Study identifies the cascading effects of fertilizer pollution
In a new study from NC State, researchers are describing the cascading effects of fertilizer pollution throughout the food webs of rivers and streams. The experts also identified some methods of detecting fertilizer runoff that may not be effective in certain types of streams.
The team analyzed data from 184 studies which involved 885 individual experiments conducted all over the world to investigate the effects of fertilizer runoff in rivers and streams.
The research was specifically focused on elevated levels of nitrogen and phosphorus, the main two components of fertilizer, which can kill fish and cause harmful algal blooms.
“Overall, we found that high levels of nutrients affect streams and rivers everywhere,” said study lead author Professor Marcelo Ardón.
“Wherever we looked, we saw increases in the abundance and biomass of organisms that live in streams, and also the speeding up of processes that happen in streams – how fast algae grow, how fast leaves decompose, and how fast organisms grow that feed on them.”
The studies revealed that nitrogen and phosphorus led to increased growth in algae, the insects that eat the algae, and the fish that eat the insects. In shady streams where there were no algae, nitrogen and phosphorus accelerated the decomposition of leaves and boosted the growth of the organisms that feed on them.

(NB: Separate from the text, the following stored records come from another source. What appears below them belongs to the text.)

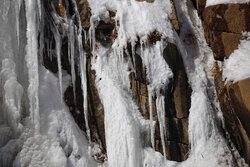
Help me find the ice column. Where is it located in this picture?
[25,0,40,132]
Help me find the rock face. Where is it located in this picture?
[215,73,250,164]
[130,43,192,161]
[44,0,250,164]
[203,4,250,60]
[200,1,250,165]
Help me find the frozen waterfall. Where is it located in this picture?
[0,0,247,167]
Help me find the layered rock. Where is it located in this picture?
[203,4,250,60]
[130,43,191,161]
[200,1,250,164]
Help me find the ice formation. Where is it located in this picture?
[206,0,250,7]
[0,0,250,167]
[223,33,250,83]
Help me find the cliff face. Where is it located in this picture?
[44,0,250,163]
[197,1,250,164]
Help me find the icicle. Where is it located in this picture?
[36,0,42,20]
[131,41,136,68]
[148,86,155,149]
[156,95,166,157]
[78,30,91,142]
[25,0,40,132]
[68,23,76,101]
[70,1,91,144]
[15,0,21,47]
[54,32,63,100]
[89,16,96,55]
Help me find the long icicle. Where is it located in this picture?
[72,0,91,144]
[25,0,40,133]
[54,32,63,101]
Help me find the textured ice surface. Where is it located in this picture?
[206,0,250,7]
[0,0,249,167]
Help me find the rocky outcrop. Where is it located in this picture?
[130,43,192,161]
[76,0,91,30]
[203,1,250,164]
[203,4,250,60]
[215,72,250,164]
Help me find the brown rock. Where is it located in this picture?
[203,4,250,60]
[130,43,191,161]
[215,72,250,164]
[44,0,66,18]
[207,30,243,61]
[227,78,250,137]
[203,4,250,34]
[170,0,180,32]
[76,0,91,30]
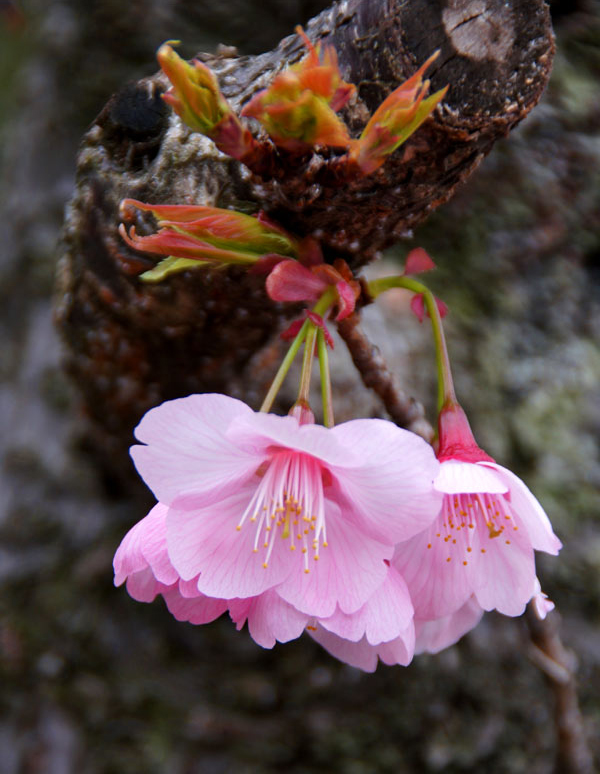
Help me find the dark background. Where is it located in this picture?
[0,0,600,774]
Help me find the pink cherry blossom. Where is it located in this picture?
[531,578,555,621]
[393,404,561,620]
[114,395,442,663]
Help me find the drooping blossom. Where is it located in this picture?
[115,395,441,663]
[393,403,561,620]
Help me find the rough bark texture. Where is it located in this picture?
[57,0,553,467]
[0,0,600,774]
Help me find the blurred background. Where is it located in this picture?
[0,0,600,774]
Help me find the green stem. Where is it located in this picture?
[260,320,314,412]
[317,328,335,427]
[296,320,317,406]
[259,287,337,413]
[369,277,456,411]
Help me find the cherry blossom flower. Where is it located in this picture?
[393,403,561,620]
[115,394,442,663]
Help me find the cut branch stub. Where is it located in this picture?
[57,0,553,466]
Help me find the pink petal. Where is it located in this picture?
[375,625,415,666]
[113,503,179,586]
[331,419,442,543]
[402,247,435,274]
[309,625,377,672]
[131,394,261,509]
[273,503,393,618]
[531,578,555,621]
[177,575,204,599]
[266,261,327,301]
[309,624,414,672]
[320,567,414,645]
[392,515,475,619]
[167,492,291,599]
[471,517,536,616]
[415,597,483,653]
[162,586,227,624]
[433,460,508,494]
[227,413,360,466]
[230,591,308,648]
[125,567,165,602]
[481,462,562,556]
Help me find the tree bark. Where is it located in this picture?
[57,0,554,460]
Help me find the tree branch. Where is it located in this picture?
[56,0,553,464]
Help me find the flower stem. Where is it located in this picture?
[368,277,456,411]
[260,320,314,412]
[259,287,336,413]
[317,328,335,427]
[296,321,317,406]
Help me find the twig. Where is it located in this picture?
[526,605,594,774]
[338,312,434,442]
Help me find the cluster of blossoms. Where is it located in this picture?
[114,394,560,671]
[114,31,561,671]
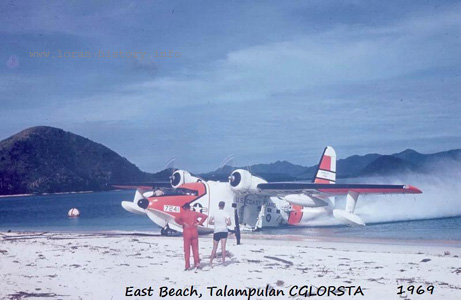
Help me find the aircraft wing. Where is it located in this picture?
[111,181,171,190]
[258,182,422,196]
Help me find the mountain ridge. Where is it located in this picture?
[0,126,461,195]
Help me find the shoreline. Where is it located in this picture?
[0,231,461,300]
[0,230,461,248]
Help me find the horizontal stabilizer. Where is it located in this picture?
[333,209,365,226]
[258,182,422,196]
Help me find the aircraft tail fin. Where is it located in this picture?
[313,146,336,184]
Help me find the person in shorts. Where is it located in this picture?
[209,201,232,265]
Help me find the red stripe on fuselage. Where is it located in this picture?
[288,205,303,225]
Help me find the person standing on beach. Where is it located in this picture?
[210,201,232,265]
[174,203,208,270]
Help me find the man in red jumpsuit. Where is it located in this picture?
[174,203,208,270]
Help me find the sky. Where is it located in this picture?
[0,0,461,172]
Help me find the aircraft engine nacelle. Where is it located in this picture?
[229,169,267,194]
[170,170,200,188]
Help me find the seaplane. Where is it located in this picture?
[121,146,422,235]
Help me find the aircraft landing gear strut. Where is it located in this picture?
[160,224,176,236]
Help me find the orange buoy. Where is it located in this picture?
[67,208,80,218]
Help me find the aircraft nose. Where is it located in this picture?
[138,199,149,209]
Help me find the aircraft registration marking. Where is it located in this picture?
[163,205,180,213]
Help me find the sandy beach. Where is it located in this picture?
[0,232,461,300]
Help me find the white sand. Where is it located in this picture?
[0,233,461,300]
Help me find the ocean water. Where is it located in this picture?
[0,190,461,241]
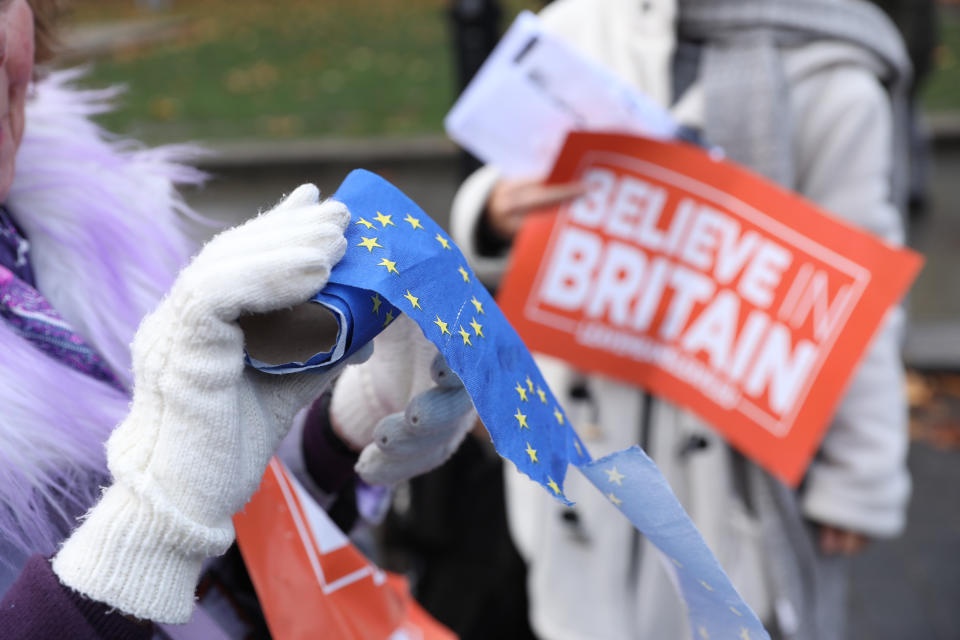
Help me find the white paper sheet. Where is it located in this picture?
[444,11,677,177]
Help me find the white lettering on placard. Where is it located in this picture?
[540,227,603,310]
[744,323,817,414]
[570,169,616,227]
[539,168,850,415]
[586,242,647,326]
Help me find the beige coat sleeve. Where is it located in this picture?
[793,55,910,537]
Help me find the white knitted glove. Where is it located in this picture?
[330,315,476,484]
[53,185,350,623]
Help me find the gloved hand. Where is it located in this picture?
[330,315,476,484]
[53,185,350,623]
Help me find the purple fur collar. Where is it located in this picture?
[0,71,203,564]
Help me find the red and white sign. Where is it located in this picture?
[233,458,457,640]
[498,133,923,484]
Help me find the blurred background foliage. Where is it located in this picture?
[65,0,539,141]
[63,0,960,142]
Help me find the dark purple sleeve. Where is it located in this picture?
[0,555,153,640]
[302,393,359,494]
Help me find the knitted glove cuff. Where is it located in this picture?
[52,484,233,624]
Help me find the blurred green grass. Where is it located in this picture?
[72,0,960,142]
[73,0,539,141]
[921,7,960,111]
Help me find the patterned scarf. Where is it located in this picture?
[0,207,125,392]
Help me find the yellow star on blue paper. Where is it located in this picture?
[403,289,422,311]
[470,296,484,315]
[377,258,400,275]
[470,318,483,338]
[513,407,530,429]
[373,211,397,229]
[527,442,540,462]
[357,236,383,252]
[547,476,560,495]
[404,213,423,229]
[513,382,527,402]
[433,316,452,335]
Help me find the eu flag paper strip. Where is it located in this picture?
[580,447,769,640]
[250,170,769,640]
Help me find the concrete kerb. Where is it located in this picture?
[198,136,458,172]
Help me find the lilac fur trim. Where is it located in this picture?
[0,70,209,562]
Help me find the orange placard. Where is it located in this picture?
[233,458,457,640]
[498,133,923,485]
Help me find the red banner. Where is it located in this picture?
[233,459,456,640]
[498,133,923,485]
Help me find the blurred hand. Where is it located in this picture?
[819,524,870,556]
[486,180,587,240]
[330,315,476,485]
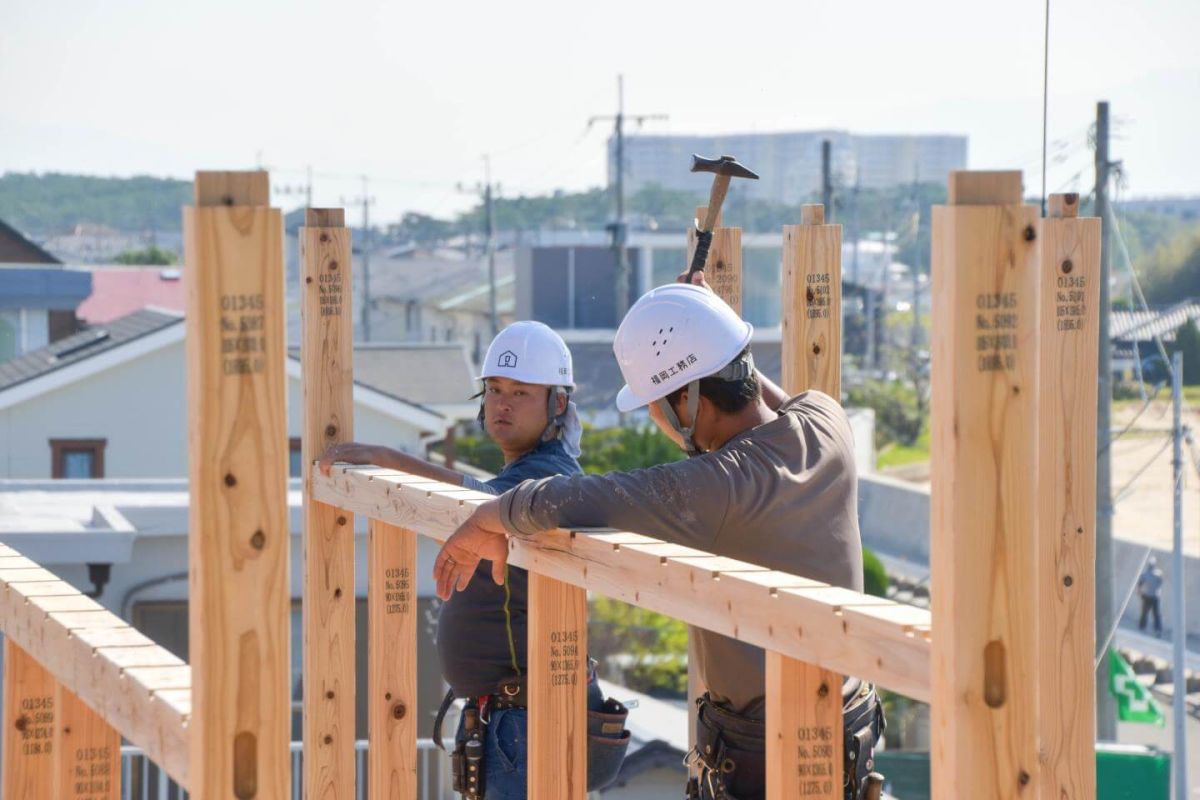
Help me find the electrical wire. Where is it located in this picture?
[1042,0,1050,217]
[1112,437,1171,507]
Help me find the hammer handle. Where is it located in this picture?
[703,175,730,230]
[688,230,713,283]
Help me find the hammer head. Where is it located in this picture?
[691,154,758,181]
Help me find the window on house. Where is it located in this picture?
[50,439,108,479]
[288,437,304,477]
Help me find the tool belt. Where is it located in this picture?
[686,679,887,800]
[433,667,630,800]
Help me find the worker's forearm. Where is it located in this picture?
[376,447,462,486]
[754,369,787,411]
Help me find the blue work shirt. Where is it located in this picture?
[437,439,583,697]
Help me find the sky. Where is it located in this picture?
[0,0,1200,222]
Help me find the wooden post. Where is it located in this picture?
[767,205,844,800]
[1037,194,1100,800]
[184,172,292,800]
[684,206,742,314]
[528,572,588,800]
[685,205,742,772]
[931,172,1039,798]
[300,209,355,800]
[54,684,121,800]
[0,637,59,798]
[367,519,418,800]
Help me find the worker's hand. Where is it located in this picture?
[317,441,379,475]
[433,500,509,600]
[676,270,713,291]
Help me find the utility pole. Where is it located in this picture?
[588,74,667,324]
[484,156,499,338]
[1169,351,1189,800]
[342,175,374,342]
[1096,102,1117,741]
[821,139,834,223]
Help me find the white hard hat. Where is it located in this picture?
[612,283,754,411]
[479,320,575,389]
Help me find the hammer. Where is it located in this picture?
[688,154,758,283]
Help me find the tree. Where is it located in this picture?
[1171,319,1200,386]
[113,245,179,266]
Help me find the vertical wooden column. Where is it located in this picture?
[767,205,844,800]
[0,638,59,798]
[184,172,292,800]
[528,572,588,800]
[54,685,121,800]
[1037,194,1100,800]
[684,205,742,314]
[684,205,742,771]
[367,519,416,800]
[931,172,1039,799]
[300,209,355,800]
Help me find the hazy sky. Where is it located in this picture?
[0,0,1200,219]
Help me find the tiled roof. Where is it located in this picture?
[0,308,184,391]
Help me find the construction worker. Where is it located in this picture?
[1138,555,1163,638]
[434,280,883,800]
[319,321,624,800]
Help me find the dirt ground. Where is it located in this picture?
[1112,399,1200,557]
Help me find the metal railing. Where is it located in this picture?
[121,739,455,800]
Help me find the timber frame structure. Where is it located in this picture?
[0,172,1099,800]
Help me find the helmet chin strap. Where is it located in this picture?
[541,386,571,441]
[656,380,700,456]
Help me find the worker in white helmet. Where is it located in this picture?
[319,321,624,800]
[434,273,883,800]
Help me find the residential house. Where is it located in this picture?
[0,221,91,362]
[0,308,451,738]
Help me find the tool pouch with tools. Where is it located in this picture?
[451,704,487,800]
[686,680,886,800]
[433,660,630,800]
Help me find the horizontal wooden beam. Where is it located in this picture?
[311,465,931,702]
[0,545,192,788]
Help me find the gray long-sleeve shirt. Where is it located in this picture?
[500,391,863,716]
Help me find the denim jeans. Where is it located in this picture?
[458,681,604,800]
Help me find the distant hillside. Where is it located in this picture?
[0,173,192,231]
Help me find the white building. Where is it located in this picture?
[607,130,967,205]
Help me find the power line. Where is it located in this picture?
[1042,0,1050,217]
[588,76,667,320]
[1112,439,1171,506]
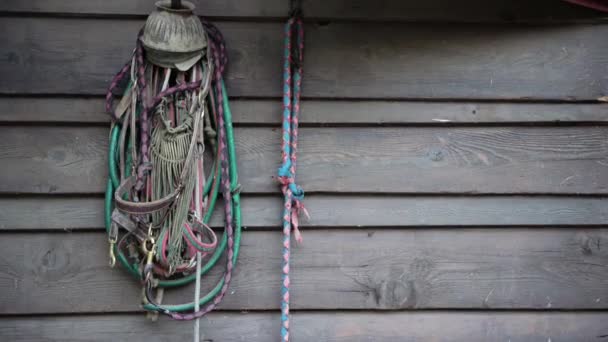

“We saw an average 48 percent increase overall in biomass abundance and activity in all levels of the food web,”said Professor Ardón. “We also found that the food webs responded most strongly when both nitrogen and phosphorus were added together.”
Experts look for the presence of a specific type of chlorophyll in water to detect algae growth. According to the researchers, this method could miss pollution in waterways where algae do not grow, and where the decomposition of leaves or other plant matter is a primary food source.
“The food webs in those streams don’t depend on algae – the trees shade out the algae,” explained Professor Ardón. “The streams there depend on leaves that fall in and decompose, which is what the insects, such as caddisflies and stoneflies, are eating. In those detrital-based streams, we found similar responses to increases in nitrogen and phosphorus as has been found in algae.”
The analysis also pinpointed certain factors that influenced the food web’s response to fertilizer pollution. These factors include light, temperature, and baseline concentrations of nitrogen and phosphorus.
“All of those things will determine how much of a response you get to increased nitrogen and phosphorus,” said study co-author Ryan Utz of Chatham University.
“The EPA has been asking states to come up with ways to reduce runoff of nitrogen and phosphorus into streams, because we know they can cause these really big problems,” concluded Professor Ardón.
“We know that at a big scale, and we don’t really know the details. A lot of states that are coming up with criteria to reduce the amount of nutrients in the water focus only on algal responses. Our study suggests regulators should expand their view.”
The study was published in the journal Biological Reviews.